La semaine du déconfinement, les équipements électriques, électroniques, informatiques et autres machines ont vu leurs ventes -déjà supérieures à d’habitude en e-commerce pendant le confinement- exploser de 57% selon l’Insee. Un engouement qui s’est maintenu notamment sur le petit électroménager: ses ventes ont progressé jusqu’à 80% la dernière semaine de mai, selon le Gifam. La fédération entrevoit ainsi la possibilité de restreindre le recul des ventes du secteur sous les 10% à la fin de l’année. 

Côté économie du numérique, le secteur a également bénéficié à plein du confinement, alors que les solutions dématérialisées ont permis de continuer à travailler et à consommer. Les Gafam (Google, Amazon, Facebook, Apple et Microsoft) en ont majoritairement profité, mais quelques entreprises françaises aussi. Par exemple, Leboncoin, qui continue d’afficher une fréquentation record ces dernières semaines. Le livre numérique a lui aussi fait des bonds, ce qui a profité notamment à Vivlio, la liseuse française, et à ses adhérents libraires indépendants ou chaînes culturelles. Leurs ventes de livres numériques ont augmenté de 100% pendant le confinement par rapport à 2019, et elles restent aujourd’hui supérieures de 40% à la même période il y a un an. La Fnac, elle, évoque 130% d’achats de e-book en plus. Mais pas de quoi compenser les pertes sur le livre en papier.
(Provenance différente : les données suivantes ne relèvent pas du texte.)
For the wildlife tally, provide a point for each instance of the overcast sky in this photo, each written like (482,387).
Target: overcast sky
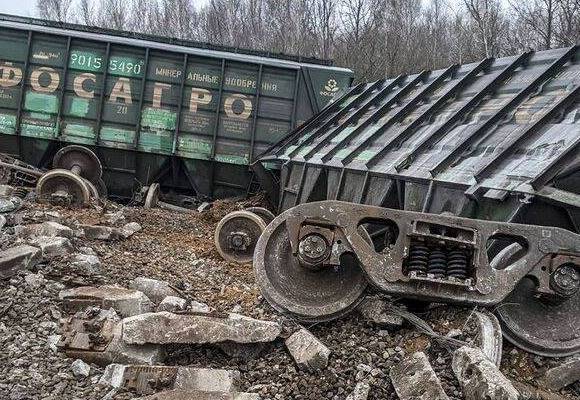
(19,7)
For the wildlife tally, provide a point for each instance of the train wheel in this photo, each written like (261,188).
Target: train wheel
(266,215)
(237,234)
(306,293)
(62,187)
(79,160)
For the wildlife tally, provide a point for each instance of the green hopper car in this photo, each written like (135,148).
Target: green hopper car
(189,115)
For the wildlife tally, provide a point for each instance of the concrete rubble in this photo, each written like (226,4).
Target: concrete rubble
(80,368)
(172,304)
(154,289)
(18,258)
(127,302)
(562,375)
(309,353)
(414,379)
(360,392)
(198,395)
(52,246)
(479,377)
(47,229)
(164,328)
(145,379)
(376,311)
(96,336)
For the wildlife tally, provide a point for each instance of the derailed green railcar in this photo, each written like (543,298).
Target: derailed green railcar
(191,116)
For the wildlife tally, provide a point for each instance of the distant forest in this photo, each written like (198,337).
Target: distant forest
(376,38)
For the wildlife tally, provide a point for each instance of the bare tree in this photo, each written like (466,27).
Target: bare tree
(57,10)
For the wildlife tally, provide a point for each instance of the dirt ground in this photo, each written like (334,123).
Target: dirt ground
(178,248)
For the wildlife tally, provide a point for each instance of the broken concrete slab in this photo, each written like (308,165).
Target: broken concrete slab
(86,264)
(49,228)
(562,375)
(130,229)
(127,302)
(485,332)
(376,311)
(164,328)
(155,289)
(309,353)
(95,336)
(98,232)
(479,377)
(361,392)
(145,379)
(172,304)
(199,395)
(414,378)
(80,369)
(53,246)
(18,258)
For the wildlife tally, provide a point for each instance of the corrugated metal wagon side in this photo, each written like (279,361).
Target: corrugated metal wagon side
(152,109)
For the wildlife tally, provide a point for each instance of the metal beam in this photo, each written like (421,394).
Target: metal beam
(141,102)
(18,122)
(469,140)
(354,117)
(103,95)
(180,103)
(410,129)
(63,91)
(335,118)
(255,116)
(314,119)
(516,100)
(386,107)
(525,133)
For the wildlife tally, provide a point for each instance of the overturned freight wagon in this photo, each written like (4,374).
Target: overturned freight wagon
(191,116)
(459,185)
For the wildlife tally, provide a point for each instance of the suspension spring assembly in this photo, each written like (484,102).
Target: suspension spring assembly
(418,259)
(437,262)
(457,264)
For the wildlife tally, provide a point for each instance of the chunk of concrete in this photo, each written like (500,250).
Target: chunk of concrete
(414,378)
(86,264)
(98,232)
(172,304)
(562,375)
(484,331)
(164,328)
(154,289)
(309,353)
(361,392)
(376,311)
(80,369)
(95,336)
(18,258)
(49,228)
(53,246)
(127,302)
(130,229)
(479,377)
(145,379)
(199,395)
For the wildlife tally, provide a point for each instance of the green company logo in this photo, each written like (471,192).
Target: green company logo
(330,88)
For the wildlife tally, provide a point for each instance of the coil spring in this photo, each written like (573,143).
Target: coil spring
(20,192)
(457,264)
(437,263)
(418,259)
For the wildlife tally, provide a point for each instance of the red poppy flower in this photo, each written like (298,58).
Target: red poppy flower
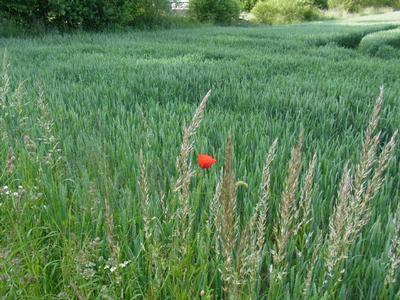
(205,161)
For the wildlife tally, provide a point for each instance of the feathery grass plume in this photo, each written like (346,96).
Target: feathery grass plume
(284,229)
(228,217)
(10,166)
(75,289)
(144,188)
(253,237)
(215,218)
(353,209)
(394,252)
(305,200)
(46,123)
(112,263)
(5,80)
(338,237)
(184,169)
(311,266)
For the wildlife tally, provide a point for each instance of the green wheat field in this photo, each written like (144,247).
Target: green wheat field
(101,196)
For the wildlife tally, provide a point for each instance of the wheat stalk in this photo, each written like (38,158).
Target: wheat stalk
(144,188)
(5,80)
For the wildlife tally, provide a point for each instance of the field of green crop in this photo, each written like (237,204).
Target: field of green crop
(92,129)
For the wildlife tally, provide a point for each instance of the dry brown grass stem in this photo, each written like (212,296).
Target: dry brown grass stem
(311,266)
(145,203)
(288,204)
(112,245)
(305,205)
(184,170)
(338,223)
(5,80)
(229,226)
(265,191)
(253,236)
(353,209)
(394,252)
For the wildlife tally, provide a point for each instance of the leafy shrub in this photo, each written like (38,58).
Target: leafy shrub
(346,5)
(385,44)
(144,11)
(283,11)
(355,5)
(85,14)
(217,11)
(382,3)
(321,3)
(247,5)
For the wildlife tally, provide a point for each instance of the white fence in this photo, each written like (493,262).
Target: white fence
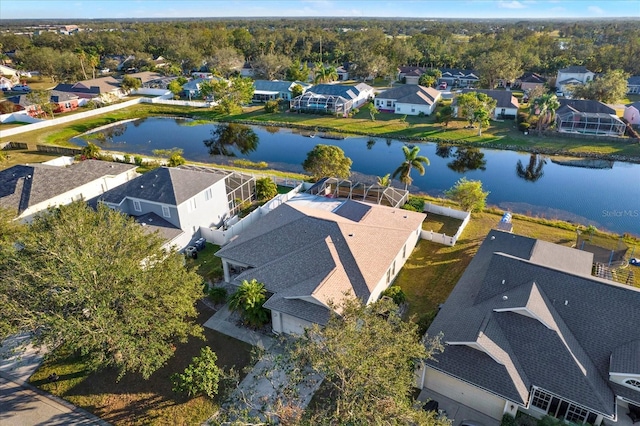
(221,236)
(68,118)
(445,211)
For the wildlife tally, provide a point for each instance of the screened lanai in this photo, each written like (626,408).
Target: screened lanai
(593,123)
(311,102)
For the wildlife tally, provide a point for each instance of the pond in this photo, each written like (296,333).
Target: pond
(603,193)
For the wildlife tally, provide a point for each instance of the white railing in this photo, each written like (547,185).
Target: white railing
(437,237)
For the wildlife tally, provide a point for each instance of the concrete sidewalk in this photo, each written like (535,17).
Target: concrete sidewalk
(24,405)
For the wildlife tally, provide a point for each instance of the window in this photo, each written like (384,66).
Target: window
(632,382)
(576,414)
(540,400)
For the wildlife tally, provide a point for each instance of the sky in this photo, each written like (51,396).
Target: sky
(519,9)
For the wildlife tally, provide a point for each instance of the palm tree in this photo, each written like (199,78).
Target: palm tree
(545,108)
(533,171)
(411,160)
(325,74)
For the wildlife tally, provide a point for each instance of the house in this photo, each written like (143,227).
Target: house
(529,81)
(180,200)
(31,188)
(269,90)
(65,101)
(527,328)
(588,117)
(149,78)
(506,104)
(632,113)
(633,84)
(333,98)
(408,99)
(313,250)
(573,75)
(456,77)
(106,88)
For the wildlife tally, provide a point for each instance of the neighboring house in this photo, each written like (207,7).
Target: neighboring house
(178,200)
(633,84)
(312,250)
(334,98)
(527,328)
(103,87)
(506,104)
(455,77)
(65,101)
(149,79)
(632,113)
(588,117)
(573,75)
(529,81)
(269,90)
(408,99)
(29,189)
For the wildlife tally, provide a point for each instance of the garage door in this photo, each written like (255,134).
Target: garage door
(464,393)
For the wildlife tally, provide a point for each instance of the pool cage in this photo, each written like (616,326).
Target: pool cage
(375,194)
(311,102)
(590,123)
(240,187)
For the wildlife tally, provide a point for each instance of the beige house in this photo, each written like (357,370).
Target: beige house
(313,250)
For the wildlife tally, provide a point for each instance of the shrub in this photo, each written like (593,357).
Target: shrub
(508,420)
(266,189)
(396,294)
(218,295)
(271,106)
(201,377)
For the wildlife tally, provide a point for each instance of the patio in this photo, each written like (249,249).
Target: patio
(455,411)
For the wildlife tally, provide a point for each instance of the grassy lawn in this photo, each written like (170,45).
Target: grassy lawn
(208,265)
(441,224)
(433,270)
(135,401)
(20,156)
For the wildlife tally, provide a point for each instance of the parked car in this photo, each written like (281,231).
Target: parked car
(21,88)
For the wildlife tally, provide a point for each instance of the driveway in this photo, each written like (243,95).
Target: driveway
(24,405)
La reprise, même timide, du tourisme 

Après des mois mortifères, l’industrie touristique française reprend des couleurs. Les hôtels recommencent à poster des offres d'emploi, les agences de voyage en vendent de nouveau, des campings annoncent des réservations supérieures à tout ce qu’ils ont jamais connu. Seuls les transports, et notamment l’aviation, "restent relativement plombés par les frontières fermées”, souligne Valérie Plagnol, économiste et présidente du cercle des épargnants. 
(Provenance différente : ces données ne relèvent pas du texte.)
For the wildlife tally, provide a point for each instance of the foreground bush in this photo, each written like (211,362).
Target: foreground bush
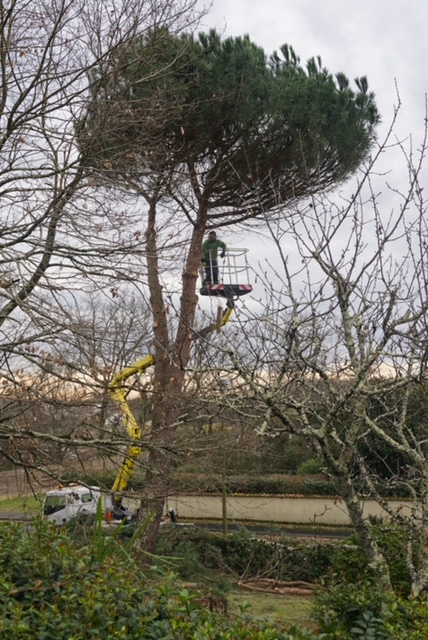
(362,610)
(53,589)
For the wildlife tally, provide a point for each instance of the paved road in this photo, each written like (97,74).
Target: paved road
(257,529)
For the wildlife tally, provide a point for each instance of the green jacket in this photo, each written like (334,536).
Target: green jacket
(210,250)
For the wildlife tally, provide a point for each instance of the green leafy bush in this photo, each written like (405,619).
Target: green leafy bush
(241,553)
(364,611)
(310,467)
(54,589)
(349,563)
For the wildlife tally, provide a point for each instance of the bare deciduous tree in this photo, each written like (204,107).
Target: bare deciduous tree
(339,351)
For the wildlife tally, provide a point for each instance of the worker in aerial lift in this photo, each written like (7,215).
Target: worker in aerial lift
(209,259)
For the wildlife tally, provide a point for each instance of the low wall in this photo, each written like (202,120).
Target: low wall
(281,509)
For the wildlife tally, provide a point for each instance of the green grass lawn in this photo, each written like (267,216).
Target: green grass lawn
(287,610)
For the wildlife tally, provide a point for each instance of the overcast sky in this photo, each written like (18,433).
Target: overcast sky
(385,40)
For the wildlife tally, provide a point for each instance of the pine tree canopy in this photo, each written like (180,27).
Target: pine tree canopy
(254,132)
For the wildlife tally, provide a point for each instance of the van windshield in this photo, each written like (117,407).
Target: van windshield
(53,504)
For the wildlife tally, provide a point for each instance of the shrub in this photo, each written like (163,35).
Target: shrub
(242,554)
(54,589)
(349,563)
(363,610)
(312,466)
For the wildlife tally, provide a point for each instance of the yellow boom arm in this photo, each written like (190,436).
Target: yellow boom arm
(118,393)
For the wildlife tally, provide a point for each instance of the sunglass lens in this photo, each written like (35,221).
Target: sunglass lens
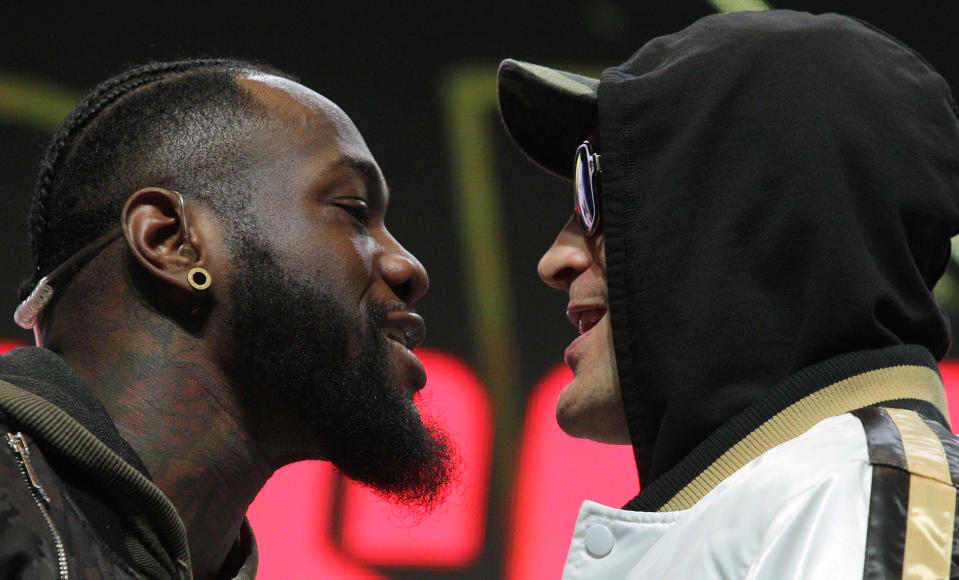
(584,202)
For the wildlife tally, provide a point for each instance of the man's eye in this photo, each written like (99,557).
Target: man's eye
(360,213)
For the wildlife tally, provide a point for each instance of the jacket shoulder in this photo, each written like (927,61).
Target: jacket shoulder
(912,512)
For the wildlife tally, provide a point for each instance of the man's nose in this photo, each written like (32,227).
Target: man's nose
(403,272)
(567,258)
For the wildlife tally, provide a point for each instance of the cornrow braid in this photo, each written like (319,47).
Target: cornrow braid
(168,124)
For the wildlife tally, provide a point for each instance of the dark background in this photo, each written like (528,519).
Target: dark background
(390,66)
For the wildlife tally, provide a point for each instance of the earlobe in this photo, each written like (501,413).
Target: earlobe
(157,230)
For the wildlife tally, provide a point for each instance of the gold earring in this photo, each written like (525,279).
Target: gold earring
(199,278)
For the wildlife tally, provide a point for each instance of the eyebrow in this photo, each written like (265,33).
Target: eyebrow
(369,170)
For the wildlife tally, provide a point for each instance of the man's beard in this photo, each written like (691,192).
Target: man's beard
(333,370)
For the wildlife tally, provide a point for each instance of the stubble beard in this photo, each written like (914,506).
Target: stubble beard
(296,341)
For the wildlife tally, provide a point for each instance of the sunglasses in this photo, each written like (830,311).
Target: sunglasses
(586,185)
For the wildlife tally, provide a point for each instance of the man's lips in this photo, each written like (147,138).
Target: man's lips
(406,328)
(584,316)
(406,331)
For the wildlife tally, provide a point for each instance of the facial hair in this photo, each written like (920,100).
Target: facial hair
(330,365)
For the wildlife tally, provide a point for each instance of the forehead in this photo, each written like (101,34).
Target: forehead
(306,117)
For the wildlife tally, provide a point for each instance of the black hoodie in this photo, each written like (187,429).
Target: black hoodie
(779,189)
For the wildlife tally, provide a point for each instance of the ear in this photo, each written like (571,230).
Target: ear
(155,227)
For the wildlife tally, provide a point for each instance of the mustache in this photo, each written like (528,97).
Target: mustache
(378,310)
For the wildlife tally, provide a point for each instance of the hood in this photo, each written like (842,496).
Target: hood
(779,189)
Ce secteur du tourisme pèse d’ordinaire plus ou moins 7% du PIB. Et dans ce pourcentage, 5% est généré traditionnellement par les dépenses des touristes français, et seulement 2% par les visiteurs étrangers. Or cet été, l’immense majorité des Français passera ses vacances dans l’Hexagone

“Devoir se cantonner au tourisme domestique est beaucoup moins problématique pour la France, que par exemple pour la Grèce ou l’Espagne, des pays très dépendants des visiteurs étrangers dont le pouvoir d’achat est supérieur à celui de leurs habitants”, souligne Kathrin Muehlbronner.
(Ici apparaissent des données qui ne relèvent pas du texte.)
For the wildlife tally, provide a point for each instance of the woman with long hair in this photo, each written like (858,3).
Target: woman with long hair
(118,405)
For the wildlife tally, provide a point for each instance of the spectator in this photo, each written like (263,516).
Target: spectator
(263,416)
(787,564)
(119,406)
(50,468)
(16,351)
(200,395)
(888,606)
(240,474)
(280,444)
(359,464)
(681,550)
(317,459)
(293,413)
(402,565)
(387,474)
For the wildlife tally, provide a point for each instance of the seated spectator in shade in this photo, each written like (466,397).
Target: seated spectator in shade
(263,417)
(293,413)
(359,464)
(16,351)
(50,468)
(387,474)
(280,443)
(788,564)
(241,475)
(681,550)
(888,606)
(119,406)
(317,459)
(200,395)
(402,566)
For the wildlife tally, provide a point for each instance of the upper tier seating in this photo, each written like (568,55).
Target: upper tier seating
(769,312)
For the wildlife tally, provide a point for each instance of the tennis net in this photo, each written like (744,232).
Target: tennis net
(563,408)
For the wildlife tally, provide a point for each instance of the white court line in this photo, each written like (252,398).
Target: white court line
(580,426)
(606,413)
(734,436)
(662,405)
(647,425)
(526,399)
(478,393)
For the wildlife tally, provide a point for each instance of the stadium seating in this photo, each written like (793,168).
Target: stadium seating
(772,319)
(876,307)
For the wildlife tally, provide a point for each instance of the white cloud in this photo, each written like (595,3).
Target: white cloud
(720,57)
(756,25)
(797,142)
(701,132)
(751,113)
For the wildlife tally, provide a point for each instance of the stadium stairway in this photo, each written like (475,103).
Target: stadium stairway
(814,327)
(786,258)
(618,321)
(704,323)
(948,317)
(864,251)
Les Français, eux, ont un pouvoir d’achat équivalent à celui des touristes étrangers, et cet été, même ceux qui dépensent d’habitude leur budget à l’étranger le feront à l’intérieur des frontières.

> Le vélo comme relais de croissance

Depuis la réouverture des boutiques, quelques jours avant le 11 mai, les ventes de vélos ont doublé, à 500.000 vélos vendus en mai, selon l’Union des sports et des cycles. Un marché qui avait déjà pris 51% de valeur en 10 ans grâce à l’essor des versions à assistance électrique. Cet engouement pour le vélo a des retombées économiques significatives pour la France, estimées à presque 30 milliards d’euros par la DGE (Direction générale des entreprises).

“C’est bien pour l’industrie du vélo, mais si les gens en achètent pour ne pas utiliser les transports publics, ce n’est pas bon pour la SNCF et la RATP”, pointe Kathrin Muehlbronner de Moody’s.

Cette redistribution des cartes devrait selon elle se produire partout. “Nous nous attendons à une restructuration globale de l’économie, avec des secteurs qui grossissent, et d’autres qui reculent”. Reste à voir si les nouveaux gagnants créeront plus de richesse que les perdants n’en détruiront.